Stereotactic Body Radiation Therapy (SBRT) as a Boost After Definitive Concurrent Chemoradiation (ChemoRT) for Non-Small Cell Lung Cancer (NSCLC)

This study has been withdrawn prior to enrollment.
(There was no patient accrual nor study activity due to inability to fund PFTs.)
Sponsor:
Information provided by (Responsible Party):
Steven Feigenberg, University of Maryland
ClinicalTrials.gov Identifier:
NCT00818714
First received: January 7, 2009
Last updated: December 6, 2012
Last verified: December 2012
  Purpose

SBRT to deliver a boost dose to residual primary tumor after definitive doses of standard EBRT have been delivered concurrently with chemotherapy.

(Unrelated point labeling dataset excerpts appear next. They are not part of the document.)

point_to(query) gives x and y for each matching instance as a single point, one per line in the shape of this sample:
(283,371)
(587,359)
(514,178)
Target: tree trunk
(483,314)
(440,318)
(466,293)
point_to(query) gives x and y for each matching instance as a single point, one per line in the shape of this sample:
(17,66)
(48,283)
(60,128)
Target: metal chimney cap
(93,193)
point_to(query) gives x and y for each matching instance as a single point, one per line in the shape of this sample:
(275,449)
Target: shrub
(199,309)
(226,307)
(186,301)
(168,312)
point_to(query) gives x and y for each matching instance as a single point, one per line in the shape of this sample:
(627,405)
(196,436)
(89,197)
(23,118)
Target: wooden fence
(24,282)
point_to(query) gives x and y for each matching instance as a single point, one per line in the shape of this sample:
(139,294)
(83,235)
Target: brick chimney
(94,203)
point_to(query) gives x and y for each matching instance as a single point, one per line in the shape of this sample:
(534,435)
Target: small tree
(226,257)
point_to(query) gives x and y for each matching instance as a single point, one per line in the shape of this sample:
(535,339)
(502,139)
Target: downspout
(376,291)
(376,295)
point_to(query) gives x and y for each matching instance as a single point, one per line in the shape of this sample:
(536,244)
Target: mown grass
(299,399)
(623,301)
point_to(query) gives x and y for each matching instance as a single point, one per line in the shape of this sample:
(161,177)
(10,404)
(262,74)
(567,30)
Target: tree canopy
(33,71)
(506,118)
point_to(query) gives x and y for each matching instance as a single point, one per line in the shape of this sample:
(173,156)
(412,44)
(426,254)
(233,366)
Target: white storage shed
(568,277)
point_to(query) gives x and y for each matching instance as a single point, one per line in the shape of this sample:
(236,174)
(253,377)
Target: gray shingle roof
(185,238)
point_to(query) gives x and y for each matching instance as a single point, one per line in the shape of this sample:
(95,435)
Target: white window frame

Serum levels of TGF-Beta1 and correlation with SBRT toxicity.


Condition Intervention Phase
Non-Small Cell Lung Cancer (NSCLC)
Radiation: SBRT
Phase 1

Study Type: Interventional
Study Design: Allocation: Non-Randomized
Endpoint Classification: Safety Study
Intervention Model: Single Group Assignment
Masking: Open Label
Primary Purpose: Treatment
Official Title: 0516 GCC: Stereotactic Body Radiation Therapy As A Boost After Definitive Treatment With Concurrent Chemoradiation In Patients With Non-Small Cell Lung Cancer

Resource links provided by NLM:


Further study details as provided by University of Maryland:

Primary Outcome Measures:
  • To determine the toxicity profile in the context of dose escalation of stereotactic body radiation therapy (SBRT) after definitive therapy with concurrent chemoradiation and to define the maximum tolerated dose. [ Time Frame: Follow-up Post-SBRT: 2, 4, 6,12 weeks, every 3 months for 2 years, every 6 months for 2 years, then at the discretion of the treating M.D. ] [ Designated as safety issue: Yes ]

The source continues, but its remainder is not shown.